Found that PC Mag Jul-Aug 1990, page 246, echos this statement. The light pens in that article that were reviewed favorably had additional add-in cards that allowed for pixel-level accuracy. The ones that simply connected to the EGA's built-in connector had only column-level resolution (a "column" is an entire byte, so while this works for text-mode interfaces, it also has text-mode X/Y resolution in graphics mode, no individual pixels).

I know there were a lot of build your own light pen articles for systems other than the IBM PC and related. I expect similar articles for the IBM PC might be out there.

I keep thinking I want to do this, but I've looked over the 6845 tech info and I can't figure out a way (through any sort of software method) to get better than column-level resolution out of a pen directly connected to CGA or EGA, so I think this dream of mine will die on the vine.
 
I wondered about the light pen port on my Compaq's CGA card. Besides the hardware what software do you use? Does it end up working like a mouse?

-J
 
My guess is that in order to operate like a mouse in any fashion you need a mouse emulating light pen driver. Where exactly such a thing might come from I have no idea. My ATI Small Wonder has the light pen port as well. I have two light pens here but I've been procrastinating on making the little adapter to go form the five pins on the card to the DB9 connector, of which five pins are actually used. There seems to be some form of standard on pin arrangement on the MDA/CGA/EGA cards.

Code:
    Pin 1 is light pen input
    Pin 2 is not present
    Pin 3 is the light pen switch input
    Pin 4 is logic ground
    Pin 5 is +5V
    Pin 6 is +12V

I've always wondered if AutoCAD could be configured to use a light pen
 
I have Micrografx PC-Draw 1.4 and a couple of other programs that said they support light pens, but they don't say what kind of light pen. Just assumed that was the CGA light pen.

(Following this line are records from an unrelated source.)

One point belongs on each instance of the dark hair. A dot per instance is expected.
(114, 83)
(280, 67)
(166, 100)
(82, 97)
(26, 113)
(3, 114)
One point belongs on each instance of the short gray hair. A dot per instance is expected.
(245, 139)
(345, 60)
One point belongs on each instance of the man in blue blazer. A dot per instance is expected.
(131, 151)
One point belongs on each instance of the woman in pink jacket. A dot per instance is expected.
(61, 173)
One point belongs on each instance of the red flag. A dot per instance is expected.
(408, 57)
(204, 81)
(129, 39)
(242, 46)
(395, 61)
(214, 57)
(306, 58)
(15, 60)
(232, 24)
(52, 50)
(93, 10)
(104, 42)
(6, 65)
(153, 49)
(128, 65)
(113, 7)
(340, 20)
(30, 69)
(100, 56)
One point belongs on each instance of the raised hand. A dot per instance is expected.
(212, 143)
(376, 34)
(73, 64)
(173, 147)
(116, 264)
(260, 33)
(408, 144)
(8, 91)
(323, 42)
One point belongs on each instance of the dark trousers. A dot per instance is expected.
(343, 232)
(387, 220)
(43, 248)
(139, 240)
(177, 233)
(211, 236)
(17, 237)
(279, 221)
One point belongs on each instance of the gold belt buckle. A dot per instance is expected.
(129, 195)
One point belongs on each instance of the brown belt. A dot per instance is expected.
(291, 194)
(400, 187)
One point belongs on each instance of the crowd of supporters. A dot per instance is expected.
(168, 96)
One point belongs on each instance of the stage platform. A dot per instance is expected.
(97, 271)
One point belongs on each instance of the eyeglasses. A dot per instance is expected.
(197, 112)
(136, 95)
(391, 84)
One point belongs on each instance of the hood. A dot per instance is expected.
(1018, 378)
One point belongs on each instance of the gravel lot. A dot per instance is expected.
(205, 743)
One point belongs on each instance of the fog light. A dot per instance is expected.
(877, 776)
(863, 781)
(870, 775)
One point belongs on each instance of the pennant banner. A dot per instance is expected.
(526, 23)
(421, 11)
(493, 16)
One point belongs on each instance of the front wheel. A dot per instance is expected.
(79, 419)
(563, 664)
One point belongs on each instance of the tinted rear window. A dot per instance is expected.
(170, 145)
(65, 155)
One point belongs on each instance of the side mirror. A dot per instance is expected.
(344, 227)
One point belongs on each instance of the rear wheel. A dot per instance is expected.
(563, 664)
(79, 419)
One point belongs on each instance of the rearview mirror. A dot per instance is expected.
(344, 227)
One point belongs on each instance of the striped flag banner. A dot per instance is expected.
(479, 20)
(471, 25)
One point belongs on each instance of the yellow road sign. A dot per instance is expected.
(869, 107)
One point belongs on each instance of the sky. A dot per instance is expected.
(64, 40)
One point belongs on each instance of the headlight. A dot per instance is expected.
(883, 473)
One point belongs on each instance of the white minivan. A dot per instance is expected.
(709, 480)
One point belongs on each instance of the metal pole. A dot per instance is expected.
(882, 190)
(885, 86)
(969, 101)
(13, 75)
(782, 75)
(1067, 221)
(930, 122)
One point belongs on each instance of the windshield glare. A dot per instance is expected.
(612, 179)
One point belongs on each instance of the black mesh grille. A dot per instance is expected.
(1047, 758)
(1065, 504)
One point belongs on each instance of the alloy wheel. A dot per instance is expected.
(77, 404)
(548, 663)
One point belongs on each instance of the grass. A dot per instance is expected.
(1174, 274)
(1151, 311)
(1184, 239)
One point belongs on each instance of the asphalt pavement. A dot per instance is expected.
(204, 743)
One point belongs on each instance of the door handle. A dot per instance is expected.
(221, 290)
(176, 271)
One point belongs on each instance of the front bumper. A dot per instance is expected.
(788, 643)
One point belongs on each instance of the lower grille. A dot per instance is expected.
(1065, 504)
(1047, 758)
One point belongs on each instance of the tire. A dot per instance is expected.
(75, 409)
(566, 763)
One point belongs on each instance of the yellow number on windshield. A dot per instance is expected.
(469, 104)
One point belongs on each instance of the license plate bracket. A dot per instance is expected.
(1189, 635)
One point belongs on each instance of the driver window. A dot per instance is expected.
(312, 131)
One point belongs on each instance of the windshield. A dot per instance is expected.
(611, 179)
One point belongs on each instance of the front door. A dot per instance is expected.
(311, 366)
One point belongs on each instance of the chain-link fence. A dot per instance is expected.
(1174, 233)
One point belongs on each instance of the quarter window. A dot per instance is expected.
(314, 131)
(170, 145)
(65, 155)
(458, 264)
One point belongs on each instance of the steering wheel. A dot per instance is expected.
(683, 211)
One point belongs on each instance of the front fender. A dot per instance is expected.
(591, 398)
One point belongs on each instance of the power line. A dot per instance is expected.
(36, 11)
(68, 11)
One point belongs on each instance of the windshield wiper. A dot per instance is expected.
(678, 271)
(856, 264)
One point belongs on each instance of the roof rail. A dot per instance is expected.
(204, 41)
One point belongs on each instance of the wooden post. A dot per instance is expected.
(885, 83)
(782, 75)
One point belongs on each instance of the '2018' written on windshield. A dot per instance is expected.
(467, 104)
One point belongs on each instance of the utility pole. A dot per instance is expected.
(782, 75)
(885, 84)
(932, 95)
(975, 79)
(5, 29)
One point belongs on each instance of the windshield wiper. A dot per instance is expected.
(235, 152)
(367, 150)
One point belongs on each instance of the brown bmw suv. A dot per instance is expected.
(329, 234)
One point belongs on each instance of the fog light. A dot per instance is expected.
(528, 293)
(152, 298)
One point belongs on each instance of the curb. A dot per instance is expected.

Still interested in obtaining whatever kind they worked with.
 
Code:
    Pin 1 is light pen input
    Pin 2 is not present
    Pin 3 is the light pen switch input
    Pin 4 is logic ground
    Pin 5 is +5V
    Pin 6 is +12V

I've always wondered if AutoCAD could be configured to use a light pen

The 6845 data sheet warns about the inaccuracy of the light pen and they're not kidding, from my own experience. The "light pen switch" is usually operated by depressing the tip of the pen on the screen. You could easily rig up an ersatz one with a phototransistor and a pushbutton switch--it's not rocket science.
 
All you get from the 6845 is the 14-bit address that the lightpen strobe was detected at. The BIOS interface that provides lightpen support takes this address and converts it to x and y coordinates. In graphics mode, that gives you a "resolution" of 40x100, which you can think of as a 40x100 grid across the entire screen. You're not going to be drawing with it. PC-Draw will let you drag objects around and resize them, but it's coarse. The only exception to this behavior is 80-column text mode, where the faster dot clock allows the lightpen to register every character on an 80x25 screen.

My experimenting with a light pen and the 5151 monochrome showed that long persistence phosphors are not your friend.

The Lite-Pen Company (LPC) marketed a light pen that could deal with the 5151 phosphors. I've never tried it, but reviews of it were mixed to positive.